町の中心地そばにある、中学校の跡地には、避難民10家族ほどが身を寄せていた。ひとつの教室にひと家族が暮らす。女性や子ども、老人がほとんどだ。男たちはイラクへ働きに行ったという。
避難民の女性たちに声をかけてみたが、なかなか口を開こうとはしない。
「何もなくて恥ずかしいですが」
若い女性が招きいれてくれた。かつて教室だった場所に大きなカーペットを敷き、その片隅には色あせた布団が積んであった。石油ストーブを置いていたが、割れた窓に貼り付けたダンボールのすきまからは、冷たい風が流れ込んでいた。
幼い5人の子を持つハジル・カワスさん(23)は2か月前に東隣のラッカ県から逃げてきた。夫は仕事を探してイラクへ渡った。
シリア全土に反アサド政権のうねりが広がった2年前、ラッカ市でも反政府運動が起きた。町は1年前、イスラム武装組織ISIS(イラク・シリア・イスラム国)によって制圧された。アサド像が倒されるのを見て、当初、人びとは町の解放を心から喜んだという。
しかし、その後、イスラム国家実現を目指すISISは、地元住民たちに独自の厳しいイスラム法を強制しはじめた。街なかでの公開銃殺も行われるよう になった。さらに町の支配をめぐって、ISISに対し他の勢力が反撃し、戦闘は拡大の一途をたどった。脱出する人びとが相次ぎ、ハジルさんの家族も町から 逃れた。
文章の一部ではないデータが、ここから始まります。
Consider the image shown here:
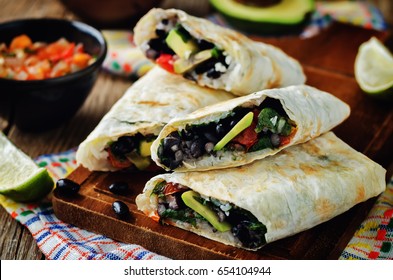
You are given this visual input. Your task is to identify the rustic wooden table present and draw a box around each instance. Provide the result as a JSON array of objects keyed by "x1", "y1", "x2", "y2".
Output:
[
  {"x1": 0, "y1": 0, "x2": 208, "y2": 260},
  {"x1": 0, "y1": 0, "x2": 392, "y2": 259}
]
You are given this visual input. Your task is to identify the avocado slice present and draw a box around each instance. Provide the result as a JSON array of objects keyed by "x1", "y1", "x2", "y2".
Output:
[
  {"x1": 213, "y1": 112, "x2": 254, "y2": 151},
  {"x1": 181, "y1": 191, "x2": 232, "y2": 232},
  {"x1": 210, "y1": 0, "x2": 315, "y2": 35},
  {"x1": 165, "y1": 29, "x2": 198, "y2": 58},
  {"x1": 173, "y1": 50, "x2": 213, "y2": 74},
  {"x1": 139, "y1": 140, "x2": 153, "y2": 157}
]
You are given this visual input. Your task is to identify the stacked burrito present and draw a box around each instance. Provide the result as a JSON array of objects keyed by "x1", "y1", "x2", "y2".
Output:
[
  {"x1": 76, "y1": 67, "x2": 234, "y2": 171},
  {"x1": 76, "y1": 9, "x2": 386, "y2": 250}
]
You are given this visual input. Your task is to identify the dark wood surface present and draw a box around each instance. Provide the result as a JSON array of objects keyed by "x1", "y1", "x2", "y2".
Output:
[{"x1": 0, "y1": 0, "x2": 393, "y2": 259}]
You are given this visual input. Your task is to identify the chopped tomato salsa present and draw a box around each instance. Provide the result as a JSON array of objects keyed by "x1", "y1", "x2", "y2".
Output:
[{"x1": 0, "y1": 34, "x2": 95, "y2": 80}]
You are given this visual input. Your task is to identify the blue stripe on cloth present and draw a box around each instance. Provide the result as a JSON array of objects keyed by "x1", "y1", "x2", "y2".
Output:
[
  {"x1": 35, "y1": 231, "x2": 51, "y2": 243},
  {"x1": 136, "y1": 251, "x2": 149, "y2": 260},
  {"x1": 52, "y1": 244, "x2": 69, "y2": 260},
  {"x1": 24, "y1": 216, "x2": 40, "y2": 227},
  {"x1": 341, "y1": 251, "x2": 366, "y2": 260}
]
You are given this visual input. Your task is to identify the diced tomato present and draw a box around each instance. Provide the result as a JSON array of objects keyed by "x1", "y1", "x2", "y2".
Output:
[
  {"x1": 72, "y1": 53, "x2": 91, "y2": 68},
  {"x1": 10, "y1": 34, "x2": 33, "y2": 51},
  {"x1": 163, "y1": 183, "x2": 183, "y2": 195},
  {"x1": 232, "y1": 118, "x2": 258, "y2": 150},
  {"x1": 156, "y1": 54, "x2": 175, "y2": 73},
  {"x1": 0, "y1": 35, "x2": 93, "y2": 80},
  {"x1": 107, "y1": 149, "x2": 132, "y2": 169}
]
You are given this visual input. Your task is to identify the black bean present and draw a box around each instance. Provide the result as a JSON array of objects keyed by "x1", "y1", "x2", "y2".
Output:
[
  {"x1": 190, "y1": 139, "x2": 205, "y2": 158},
  {"x1": 205, "y1": 142, "x2": 215, "y2": 153},
  {"x1": 216, "y1": 123, "x2": 228, "y2": 136},
  {"x1": 56, "y1": 178, "x2": 81, "y2": 196},
  {"x1": 270, "y1": 133, "x2": 281, "y2": 147},
  {"x1": 162, "y1": 136, "x2": 180, "y2": 151},
  {"x1": 146, "y1": 49, "x2": 160, "y2": 60},
  {"x1": 156, "y1": 29, "x2": 166, "y2": 38},
  {"x1": 175, "y1": 150, "x2": 183, "y2": 162},
  {"x1": 147, "y1": 38, "x2": 165, "y2": 52},
  {"x1": 111, "y1": 136, "x2": 135, "y2": 155},
  {"x1": 165, "y1": 160, "x2": 181, "y2": 170},
  {"x1": 203, "y1": 131, "x2": 218, "y2": 143},
  {"x1": 197, "y1": 39, "x2": 214, "y2": 51},
  {"x1": 112, "y1": 200, "x2": 130, "y2": 218},
  {"x1": 194, "y1": 58, "x2": 217, "y2": 75},
  {"x1": 157, "y1": 145, "x2": 164, "y2": 158},
  {"x1": 108, "y1": 182, "x2": 128, "y2": 194},
  {"x1": 206, "y1": 68, "x2": 221, "y2": 79}
]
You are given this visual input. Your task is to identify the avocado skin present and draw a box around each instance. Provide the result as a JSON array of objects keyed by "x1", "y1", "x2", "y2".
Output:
[{"x1": 210, "y1": 1, "x2": 314, "y2": 36}]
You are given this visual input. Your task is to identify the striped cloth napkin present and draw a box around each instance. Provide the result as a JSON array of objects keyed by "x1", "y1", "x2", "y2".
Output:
[
  {"x1": 0, "y1": 149, "x2": 167, "y2": 260},
  {"x1": 0, "y1": 149, "x2": 393, "y2": 260}
]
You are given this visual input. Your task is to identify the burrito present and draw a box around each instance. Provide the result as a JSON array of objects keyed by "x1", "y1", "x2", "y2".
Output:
[
  {"x1": 76, "y1": 67, "x2": 234, "y2": 171},
  {"x1": 151, "y1": 85, "x2": 350, "y2": 171},
  {"x1": 136, "y1": 132, "x2": 386, "y2": 250},
  {"x1": 134, "y1": 8, "x2": 306, "y2": 96}
]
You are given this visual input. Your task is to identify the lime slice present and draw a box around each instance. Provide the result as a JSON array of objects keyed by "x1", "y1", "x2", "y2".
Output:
[
  {"x1": 355, "y1": 37, "x2": 393, "y2": 98},
  {"x1": 0, "y1": 132, "x2": 54, "y2": 202}
]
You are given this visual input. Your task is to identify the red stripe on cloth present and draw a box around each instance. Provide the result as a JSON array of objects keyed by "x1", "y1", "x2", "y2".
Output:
[{"x1": 368, "y1": 251, "x2": 379, "y2": 260}]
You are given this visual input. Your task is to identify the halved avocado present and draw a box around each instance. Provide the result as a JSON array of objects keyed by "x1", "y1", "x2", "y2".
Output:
[{"x1": 210, "y1": 0, "x2": 315, "y2": 35}]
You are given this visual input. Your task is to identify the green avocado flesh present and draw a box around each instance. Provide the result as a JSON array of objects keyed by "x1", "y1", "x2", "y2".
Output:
[
  {"x1": 210, "y1": 0, "x2": 315, "y2": 33},
  {"x1": 213, "y1": 112, "x2": 254, "y2": 151},
  {"x1": 165, "y1": 29, "x2": 198, "y2": 58},
  {"x1": 181, "y1": 191, "x2": 231, "y2": 232},
  {"x1": 173, "y1": 50, "x2": 213, "y2": 74}
]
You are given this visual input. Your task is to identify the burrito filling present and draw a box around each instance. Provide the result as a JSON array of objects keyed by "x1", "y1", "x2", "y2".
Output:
[
  {"x1": 145, "y1": 17, "x2": 232, "y2": 80},
  {"x1": 157, "y1": 98, "x2": 296, "y2": 169},
  {"x1": 151, "y1": 181, "x2": 267, "y2": 249},
  {"x1": 105, "y1": 133, "x2": 157, "y2": 170}
]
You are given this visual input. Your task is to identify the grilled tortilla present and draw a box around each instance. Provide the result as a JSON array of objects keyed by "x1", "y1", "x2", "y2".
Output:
[
  {"x1": 136, "y1": 132, "x2": 386, "y2": 250},
  {"x1": 134, "y1": 8, "x2": 306, "y2": 96},
  {"x1": 76, "y1": 67, "x2": 233, "y2": 171},
  {"x1": 151, "y1": 85, "x2": 350, "y2": 171}
]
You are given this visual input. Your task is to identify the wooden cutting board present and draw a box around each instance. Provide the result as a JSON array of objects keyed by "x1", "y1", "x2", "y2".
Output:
[{"x1": 53, "y1": 24, "x2": 393, "y2": 259}]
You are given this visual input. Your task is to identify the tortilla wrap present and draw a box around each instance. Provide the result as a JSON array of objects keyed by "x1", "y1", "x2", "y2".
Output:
[
  {"x1": 136, "y1": 132, "x2": 386, "y2": 249},
  {"x1": 151, "y1": 85, "x2": 350, "y2": 172},
  {"x1": 76, "y1": 67, "x2": 233, "y2": 171},
  {"x1": 134, "y1": 8, "x2": 306, "y2": 96}
]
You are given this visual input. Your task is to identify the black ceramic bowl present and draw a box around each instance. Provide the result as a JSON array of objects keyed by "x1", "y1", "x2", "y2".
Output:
[{"x1": 0, "y1": 18, "x2": 107, "y2": 131}]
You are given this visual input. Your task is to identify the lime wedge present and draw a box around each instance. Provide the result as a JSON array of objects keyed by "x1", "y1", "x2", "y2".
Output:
[
  {"x1": 355, "y1": 37, "x2": 393, "y2": 98},
  {"x1": 0, "y1": 132, "x2": 54, "y2": 202}
]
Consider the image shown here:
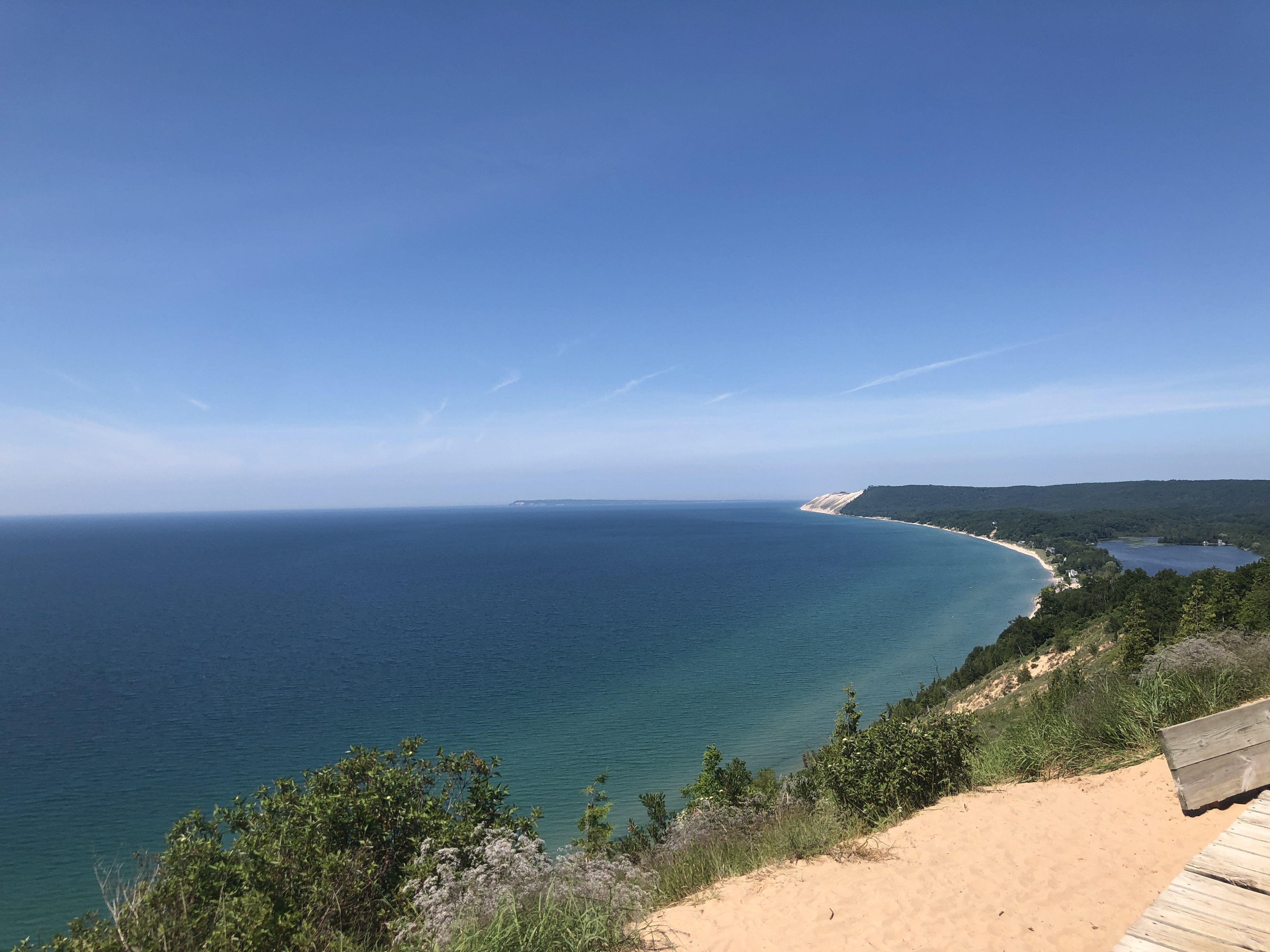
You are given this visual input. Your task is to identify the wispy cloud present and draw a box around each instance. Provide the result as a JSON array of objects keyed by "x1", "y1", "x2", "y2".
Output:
[
  {"x1": 604, "y1": 367, "x2": 674, "y2": 400},
  {"x1": 842, "y1": 340, "x2": 1040, "y2": 395},
  {"x1": 419, "y1": 397, "x2": 449, "y2": 427},
  {"x1": 0, "y1": 366, "x2": 1270, "y2": 512},
  {"x1": 489, "y1": 371, "x2": 521, "y2": 394},
  {"x1": 46, "y1": 367, "x2": 93, "y2": 391}
]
「多くの知り合いが戦闘に巻き込まれて、次々に命を落としていった。どこの勢力を支持しているわけではなかったのに」
ハジルさんの瞳から涙が、こぼれおちた。
国内避難民のほとんどは、難民を受け入れる周辺国を目指す。国外に親戚のいる人はお金を借りて脱出することができるが、頼る人がいない場合は、少し でも治安のましな別の町へ逃れるしかない。他の町と比べて、まだ大規模な空爆や、武装組織間の全面衝突がおよんでいないアイン・アル・アラブには、逃れて くる避難民があとをたたない。
イラクで宗派抗争が最も激しかった2005~2007年頃、シリアは数十万人のイラク人避難民を受け入れてきた。それからわずか数年後、シリアが内戦に陥った。自分たちが国内や国外に避難民となって、さまようことになるなど、誰も予想はしていなかった。
「夫の仕送りも、いつ途絶えるか分らない。他に助けてくれる人もいない。どうすればいいのでしょうか」
か細い声で、ハジルさんは言った。